Kopenhagen ist insofern speziell, als es mit Victor Youngs „Delilah“, einem meiner Lieblingsstandards (zu hören auch von Clifford Brown/Max Roach oder Yusef Lateef). Coltrane spielt das Stück auf dem Sopransax, Dolphy soliert – wie könnte es anders sein bei diesem Stück? – auf der Bassklarinette (und gypsy jubiliert!). Es folgt die Ballade „Everytime We Say Goodbye“, von Coltrane bewegend am Sopran vorgetragen – wie schon auf „Central Park West“ (zu hören auf „Coltrane’s Sound“) klingt er auch hier sanft und weich und etwas voller. Dann folgt „Impressions“, danach wieder eine Ballade, „Naima“ (noch immer mit Dolphys Bassklarinette als dem tragenden Solo-Instrument), und zu guter letzt natürlich „My Favorite Things“, inklusive ein „false start“. Die eigentliche Version dauert dann beinahe 28 Minuten! Nach dem missglückten Anfang macht Coltrane eine kurze Ansage und dann geht die Post ab!
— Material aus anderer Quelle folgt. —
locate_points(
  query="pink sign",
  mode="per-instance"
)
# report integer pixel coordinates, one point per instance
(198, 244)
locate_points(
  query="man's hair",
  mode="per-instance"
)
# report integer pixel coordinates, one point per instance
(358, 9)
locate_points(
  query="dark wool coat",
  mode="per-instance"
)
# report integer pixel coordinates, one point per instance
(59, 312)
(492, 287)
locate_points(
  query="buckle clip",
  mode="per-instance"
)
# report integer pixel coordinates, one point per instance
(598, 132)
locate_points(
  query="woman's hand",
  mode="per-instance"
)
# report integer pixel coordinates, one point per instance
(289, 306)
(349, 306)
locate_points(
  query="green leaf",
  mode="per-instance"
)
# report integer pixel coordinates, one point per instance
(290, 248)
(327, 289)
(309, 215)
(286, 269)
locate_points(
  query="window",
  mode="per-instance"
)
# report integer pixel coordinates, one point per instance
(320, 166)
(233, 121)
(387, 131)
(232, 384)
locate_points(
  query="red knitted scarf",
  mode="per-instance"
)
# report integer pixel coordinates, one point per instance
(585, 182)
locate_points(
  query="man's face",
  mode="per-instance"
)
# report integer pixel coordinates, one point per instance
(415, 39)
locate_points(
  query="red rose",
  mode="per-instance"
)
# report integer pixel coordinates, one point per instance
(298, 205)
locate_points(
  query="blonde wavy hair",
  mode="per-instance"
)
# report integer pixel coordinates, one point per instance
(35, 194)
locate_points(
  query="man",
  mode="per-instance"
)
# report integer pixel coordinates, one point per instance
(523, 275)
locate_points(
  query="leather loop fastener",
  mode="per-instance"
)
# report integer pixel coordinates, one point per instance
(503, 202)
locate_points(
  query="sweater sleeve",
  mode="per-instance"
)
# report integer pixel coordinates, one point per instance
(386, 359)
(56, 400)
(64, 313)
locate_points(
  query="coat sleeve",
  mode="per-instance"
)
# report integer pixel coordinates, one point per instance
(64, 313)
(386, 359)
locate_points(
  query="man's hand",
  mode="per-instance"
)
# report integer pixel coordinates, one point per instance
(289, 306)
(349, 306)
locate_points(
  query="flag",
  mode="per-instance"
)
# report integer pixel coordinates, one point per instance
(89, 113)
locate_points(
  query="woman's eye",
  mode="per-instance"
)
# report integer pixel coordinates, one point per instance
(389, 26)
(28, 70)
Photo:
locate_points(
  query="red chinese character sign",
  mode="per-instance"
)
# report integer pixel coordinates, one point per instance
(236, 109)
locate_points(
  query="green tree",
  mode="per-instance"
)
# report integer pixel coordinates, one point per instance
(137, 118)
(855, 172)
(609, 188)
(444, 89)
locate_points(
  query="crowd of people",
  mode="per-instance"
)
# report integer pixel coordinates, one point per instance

In Helsinki spielte die Gruppe die üblichen vier Stücke: „Blue Train“, „I Want to Talk About You“, „Impressions“ und „Things“.
Von Stockholm (1961-11-23) sind wie gesagt beide Konzerte auf der offiziellen Live Trane 7CD Box enthalten, mit Ausnahme eines zweiten, nach 2,5 Minuten ausgeblendete Takes von „Naima“ (vom 2. Konzert). Die Setlist war dieselbe wie Helsinki, mit „Naima“ anstelle von „I Want to Talk“. Vom zweiten Konzert scheint „Blue Train“ auch zu fehlen. Die beiden enthaltenen Stücke vom zweiten Konzert, „Impressions“ und „Things“, sind zudem fälschlicherweise als Paris 1961-11-18 ausgegeben (CD1#1-2).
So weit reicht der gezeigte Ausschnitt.